Ithaque, modeste île ionienne, occupe une place immense dans l’imaginaire grec et occidental. Terre d’Ulysse et du retour tant espéré, elle incarne à la fois la fin du voyage et le début de la mémoire. À travers ses paysages sobres et ses récits millénaires, elle invite chacun à réfléchir à ce que signifie vraiment “rentrer chez soi”.


Ithaque, l’île du retour et du voyage intérieur
Ithaque, modeste île ionienne à l’écart des grands circuits touristiques, n’aurait jamais été célèbre sans son plus illustre souverain : Ulysse, héros de l'Iliade et de l’Odyssée. C’est ici qu’il règne au moment de son départ pour la guerre de Troie. Et c’est ici qu’il rêve de revenir, pendant dix longues années d’épreuves à travers la Méditerranée.
Dans la tradition grecque, Ulysse n’est pas qu’un roi : il est le symbole du retour, de la fidélité au foyer, de l’intelligence et du refus de l’oubli. Tandis que les autres héros périssent ou s’égarent à jamais, lui rentre, malgré monstres, dieux hostiles, tentations et oublis. Son île devient alors le but absolu, la terre d’où l’on vient et vers laquelle on revient, coûte que coûte.
Le mythe ne s’arrête pas à Homère. Il traverse les siècles, inspire Dante, Tennyson, Joyce, Cavafis. Et chaque fois, Ithaque n’est plus seulement un lieu réel, mais une destination intérieure : ce que chacun cherche, au bout de son propre voyage.
À l’époque moderne, Ithaque est devenue le symbole universel du voyage intérieur. Le poète grec Constantin Cavafis l’a magnifiquement résumé dans son poème, où il invite chacun à faire de son chemin une quête en soi, et à ne jamais être déçu si l’île s’avère modeste :
“Riche de tout ce que tu as gagné en chemin, sans attendre qu’Ithaque t’enrichisse. Ithaque t’a donné le beau voyage.”
Un paysage marqué par le mythe
Mais Ithaque existe bel et bien. Petite, escarpée, sauvage, elle se détache à peine de la côte est de Céphalonie, sa grande voisine. Pour les passionnés de mythologie, elle est un terrain de fouilles mentales. Car aucune preuve archéologique ne permet d’affirmer qu’Ulysse y a vécu, et pourtant, tout y semble mythologique.

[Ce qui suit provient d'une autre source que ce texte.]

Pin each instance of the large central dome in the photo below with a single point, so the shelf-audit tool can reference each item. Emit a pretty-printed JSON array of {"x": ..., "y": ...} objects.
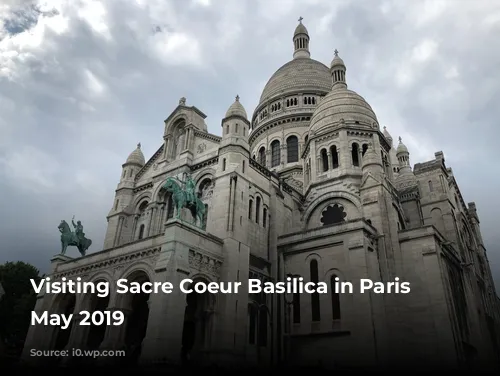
[{"x": 300, "y": 74}]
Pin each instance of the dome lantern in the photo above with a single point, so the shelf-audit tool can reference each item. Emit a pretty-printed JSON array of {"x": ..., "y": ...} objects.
[
  {"x": 136, "y": 157},
  {"x": 301, "y": 41},
  {"x": 337, "y": 70}
]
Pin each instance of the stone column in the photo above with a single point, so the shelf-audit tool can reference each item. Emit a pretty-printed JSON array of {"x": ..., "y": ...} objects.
[
  {"x": 166, "y": 145},
  {"x": 76, "y": 343},
  {"x": 151, "y": 220},
  {"x": 114, "y": 339}
]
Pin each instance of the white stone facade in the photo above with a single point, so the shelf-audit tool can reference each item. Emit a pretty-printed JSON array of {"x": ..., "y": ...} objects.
[{"x": 310, "y": 187}]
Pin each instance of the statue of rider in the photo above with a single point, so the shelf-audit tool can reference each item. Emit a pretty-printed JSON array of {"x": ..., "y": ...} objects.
[{"x": 78, "y": 229}]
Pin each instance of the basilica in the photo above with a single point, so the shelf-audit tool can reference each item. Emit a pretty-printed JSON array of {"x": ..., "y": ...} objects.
[{"x": 311, "y": 187}]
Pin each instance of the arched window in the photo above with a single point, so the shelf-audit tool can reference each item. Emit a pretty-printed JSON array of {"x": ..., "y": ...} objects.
[
  {"x": 170, "y": 207},
  {"x": 324, "y": 159},
  {"x": 292, "y": 149},
  {"x": 315, "y": 307},
  {"x": 275, "y": 153},
  {"x": 296, "y": 307},
  {"x": 263, "y": 326},
  {"x": 335, "y": 299},
  {"x": 355, "y": 154},
  {"x": 252, "y": 327},
  {"x": 335, "y": 157},
  {"x": 262, "y": 156},
  {"x": 365, "y": 148},
  {"x": 257, "y": 209}
]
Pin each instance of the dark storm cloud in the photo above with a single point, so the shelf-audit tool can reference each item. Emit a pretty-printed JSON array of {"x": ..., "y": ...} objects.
[{"x": 81, "y": 82}]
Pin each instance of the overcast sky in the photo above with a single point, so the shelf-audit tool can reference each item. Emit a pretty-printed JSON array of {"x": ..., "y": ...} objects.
[{"x": 82, "y": 82}]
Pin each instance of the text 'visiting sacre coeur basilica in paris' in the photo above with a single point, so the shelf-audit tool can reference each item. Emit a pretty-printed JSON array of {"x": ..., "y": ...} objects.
[{"x": 310, "y": 186}]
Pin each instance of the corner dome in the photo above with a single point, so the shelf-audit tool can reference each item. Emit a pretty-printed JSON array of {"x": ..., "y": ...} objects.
[
  {"x": 236, "y": 109},
  {"x": 340, "y": 105},
  {"x": 401, "y": 147},
  {"x": 298, "y": 75},
  {"x": 300, "y": 29},
  {"x": 136, "y": 157}
]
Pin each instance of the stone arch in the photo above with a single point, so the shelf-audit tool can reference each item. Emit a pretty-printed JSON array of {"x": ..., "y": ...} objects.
[
  {"x": 274, "y": 138},
  {"x": 174, "y": 122},
  {"x": 333, "y": 143},
  {"x": 158, "y": 192},
  {"x": 104, "y": 276},
  {"x": 437, "y": 220},
  {"x": 207, "y": 173},
  {"x": 353, "y": 199},
  {"x": 355, "y": 141},
  {"x": 331, "y": 211},
  {"x": 178, "y": 135},
  {"x": 337, "y": 272},
  {"x": 143, "y": 196},
  {"x": 323, "y": 156}
]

Plusieurs sites revendiquent un lien direct avec l’épopée : une grotte dite “de l’Enfer” serait celle d’Eumée, le porcher fidèle ; une baie cachée serait celle où Ulysse aurait débarqué en secret. Peu importe leur authenticité : ce qui compte, c’est que le mythe a modelé le paysage autant que les siècles.
Ithaque aujourd’hui : calme, recul et quête d’essentiel
Loin du tumulte touristique de Santorin ou de Corfou, Ithaque reste une île discrète, presque secrète. Ses routes sinueuses, ses ports paisibles, ses sentiers escarpés incitent à la lenteur et à l’attention. C’est une île qu’on ne visite pas pour “cocher une case”, mais pour s’imprégner.

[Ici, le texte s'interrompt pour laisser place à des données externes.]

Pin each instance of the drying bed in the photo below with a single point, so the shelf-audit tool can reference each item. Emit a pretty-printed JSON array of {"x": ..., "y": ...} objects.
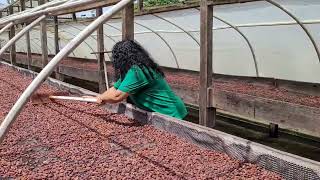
[{"x": 63, "y": 139}]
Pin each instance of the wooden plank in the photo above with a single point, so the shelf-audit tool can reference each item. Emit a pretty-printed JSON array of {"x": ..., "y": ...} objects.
[
  {"x": 12, "y": 33},
  {"x": 127, "y": 22},
  {"x": 221, "y": 2},
  {"x": 101, "y": 58},
  {"x": 290, "y": 116},
  {"x": 23, "y": 5},
  {"x": 207, "y": 114}
]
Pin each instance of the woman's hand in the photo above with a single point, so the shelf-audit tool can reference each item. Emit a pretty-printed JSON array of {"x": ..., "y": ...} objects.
[{"x": 99, "y": 99}]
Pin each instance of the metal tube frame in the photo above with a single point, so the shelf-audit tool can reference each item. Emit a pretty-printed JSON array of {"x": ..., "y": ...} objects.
[{"x": 47, "y": 70}]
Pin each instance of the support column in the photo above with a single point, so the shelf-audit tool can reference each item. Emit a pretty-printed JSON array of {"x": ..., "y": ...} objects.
[
  {"x": 12, "y": 33},
  {"x": 127, "y": 22},
  {"x": 207, "y": 114},
  {"x": 101, "y": 59}
]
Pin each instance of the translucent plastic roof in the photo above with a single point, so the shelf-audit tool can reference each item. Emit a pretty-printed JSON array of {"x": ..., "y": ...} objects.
[{"x": 256, "y": 39}]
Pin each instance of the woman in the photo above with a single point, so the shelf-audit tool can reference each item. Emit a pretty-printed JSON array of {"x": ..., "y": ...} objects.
[{"x": 141, "y": 79}]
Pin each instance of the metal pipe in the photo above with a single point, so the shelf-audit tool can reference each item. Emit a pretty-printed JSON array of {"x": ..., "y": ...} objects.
[
  {"x": 21, "y": 33},
  {"x": 63, "y": 6},
  {"x": 6, "y": 27},
  {"x": 47, "y": 70}
]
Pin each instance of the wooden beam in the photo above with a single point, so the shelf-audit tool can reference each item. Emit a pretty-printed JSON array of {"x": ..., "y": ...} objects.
[
  {"x": 101, "y": 58},
  {"x": 128, "y": 22},
  {"x": 207, "y": 114},
  {"x": 12, "y": 33},
  {"x": 58, "y": 75},
  {"x": 23, "y": 5},
  {"x": 299, "y": 118}
]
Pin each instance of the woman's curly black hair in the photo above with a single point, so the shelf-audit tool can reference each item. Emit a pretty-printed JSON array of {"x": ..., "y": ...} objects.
[{"x": 127, "y": 53}]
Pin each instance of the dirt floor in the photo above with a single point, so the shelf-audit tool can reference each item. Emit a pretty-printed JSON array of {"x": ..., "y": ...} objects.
[{"x": 61, "y": 140}]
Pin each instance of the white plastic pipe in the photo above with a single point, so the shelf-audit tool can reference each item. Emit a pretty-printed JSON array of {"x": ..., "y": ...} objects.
[
  {"x": 47, "y": 70},
  {"x": 20, "y": 34},
  {"x": 6, "y": 27}
]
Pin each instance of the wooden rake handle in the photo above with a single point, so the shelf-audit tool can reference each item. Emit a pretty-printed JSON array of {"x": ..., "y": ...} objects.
[{"x": 82, "y": 99}]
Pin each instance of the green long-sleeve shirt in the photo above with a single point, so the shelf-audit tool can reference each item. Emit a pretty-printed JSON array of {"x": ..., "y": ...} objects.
[{"x": 151, "y": 92}]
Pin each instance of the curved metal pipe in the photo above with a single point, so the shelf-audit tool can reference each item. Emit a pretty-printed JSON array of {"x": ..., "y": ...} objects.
[
  {"x": 47, "y": 70},
  {"x": 21, "y": 33},
  {"x": 178, "y": 28},
  {"x": 246, "y": 39},
  {"x": 248, "y": 42},
  {"x": 84, "y": 40},
  {"x": 170, "y": 48},
  {"x": 300, "y": 24},
  {"x": 152, "y": 31}
]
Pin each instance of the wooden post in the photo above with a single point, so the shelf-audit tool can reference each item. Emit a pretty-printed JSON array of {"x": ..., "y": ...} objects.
[
  {"x": 101, "y": 58},
  {"x": 43, "y": 39},
  {"x": 29, "y": 54},
  {"x": 56, "y": 34},
  {"x": 74, "y": 17},
  {"x": 207, "y": 114},
  {"x": 12, "y": 33},
  {"x": 127, "y": 22},
  {"x": 140, "y": 5}
]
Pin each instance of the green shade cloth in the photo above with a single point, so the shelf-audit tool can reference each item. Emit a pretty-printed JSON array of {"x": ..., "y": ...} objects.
[{"x": 148, "y": 90}]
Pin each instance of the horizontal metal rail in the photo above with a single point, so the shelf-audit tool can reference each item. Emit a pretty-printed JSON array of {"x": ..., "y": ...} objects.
[
  {"x": 47, "y": 70},
  {"x": 6, "y": 27}
]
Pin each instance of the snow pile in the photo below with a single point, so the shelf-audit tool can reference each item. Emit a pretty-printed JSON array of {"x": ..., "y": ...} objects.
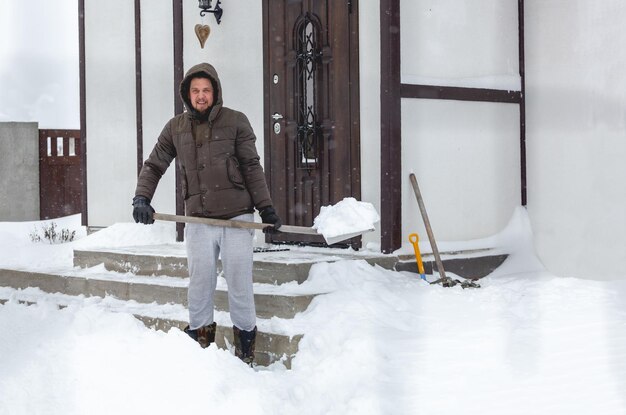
[
  {"x": 130, "y": 234},
  {"x": 346, "y": 217},
  {"x": 18, "y": 251},
  {"x": 380, "y": 342}
]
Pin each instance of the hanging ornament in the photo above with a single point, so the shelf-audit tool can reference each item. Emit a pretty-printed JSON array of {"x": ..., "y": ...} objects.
[{"x": 202, "y": 31}]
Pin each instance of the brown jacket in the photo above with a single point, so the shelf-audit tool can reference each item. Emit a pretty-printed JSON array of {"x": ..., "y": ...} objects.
[{"x": 221, "y": 173}]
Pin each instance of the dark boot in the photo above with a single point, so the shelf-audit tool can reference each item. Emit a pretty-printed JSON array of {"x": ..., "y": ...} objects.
[
  {"x": 204, "y": 335},
  {"x": 244, "y": 344}
]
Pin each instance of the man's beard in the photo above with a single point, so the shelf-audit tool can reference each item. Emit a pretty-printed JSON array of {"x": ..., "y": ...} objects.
[{"x": 204, "y": 115}]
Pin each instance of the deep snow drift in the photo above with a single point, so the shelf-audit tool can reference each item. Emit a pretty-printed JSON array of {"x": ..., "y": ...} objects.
[{"x": 380, "y": 342}]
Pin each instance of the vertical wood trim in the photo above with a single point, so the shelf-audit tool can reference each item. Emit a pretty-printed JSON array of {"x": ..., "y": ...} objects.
[
  {"x": 178, "y": 105},
  {"x": 522, "y": 104},
  {"x": 355, "y": 100},
  {"x": 267, "y": 159},
  {"x": 83, "y": 109},
  {"x": 390, "y": 124},
  {"x": 138, "y": 85}
]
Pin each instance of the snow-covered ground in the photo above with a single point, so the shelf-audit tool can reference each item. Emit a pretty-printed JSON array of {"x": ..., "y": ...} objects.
[{"x": 380, "y": 342}]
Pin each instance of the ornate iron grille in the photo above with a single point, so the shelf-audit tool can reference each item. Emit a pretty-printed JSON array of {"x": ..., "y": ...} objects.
[{"x": 308, "y": 57}]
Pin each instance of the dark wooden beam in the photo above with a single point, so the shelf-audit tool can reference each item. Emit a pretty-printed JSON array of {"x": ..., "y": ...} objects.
[
  {"x": 178, "y": 105},
  {"x": 390, "y": 125},
  {"x": 460, "y": 93},
  {"x": 138, "y": 86},
  {"x": 83, "y": 109}
]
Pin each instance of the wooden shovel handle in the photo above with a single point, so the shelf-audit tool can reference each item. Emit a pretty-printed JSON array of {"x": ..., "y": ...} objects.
[
  {"x": 429, "y": 230},
  {"x": 229, "y": 223}
]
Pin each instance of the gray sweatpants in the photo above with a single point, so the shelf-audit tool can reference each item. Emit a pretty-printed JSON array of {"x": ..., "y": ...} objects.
[{"x": 204, "y": 245}]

Pour rejoindre Ithaque depuis Athènes, il faut combiner transport terrestre et maritime. Le plus simple est de prendre un bus ou de louer une voiture jusqu’au port de Patras (environ 2h30 à 3h de route), puis de poursuivre vers Astakos ou Sami (sur l’île voisine de Céphalonie), d’où partent les ferries pour Ithaque. La traversée dure entre 1h et 2h selon le port de départ. L’option alternative consiste à prendre un vol intérieur pour Céphalonie depuis Athènes, puis à embarquer sur un ferry pour Ithaque. Bien que le trajet demande un peu d’organisation, il fait déjà partie du voyage
À Vathy, la capitale actuelle, on peut visiter le musée archéologique, qui abrite quelques objets mycéniens. À Stavros, au nord, une petite exposition présente les trouvailles issues du site d’une ancienne habitation, surnommée “le palais d’Ulysse” sans certitude historique, mais avec beaucoup de conviction locale.
Les amateurs de randonnées y trouveront des itinéraires peu fréquentés, entre oliveraies, sommets rocheux et vues imprenables sur la mer Ionienne. Les plages, souvent accessibles à pied ou par bateau, gardent un parfum d’exclusivité naturelle. Ithaque accueille les curieux, les rêveurs, les lecteurs d’Homère comme les marcheurs solitaires. Elle ne promet ni fêtes, ni ruines spectaculaires. Mais elle offre une expérience mentale, intime, nourrie d’héritage oral, de paysages sobres et d’un nom qui résonne dans toute l’histoire de l’Occident.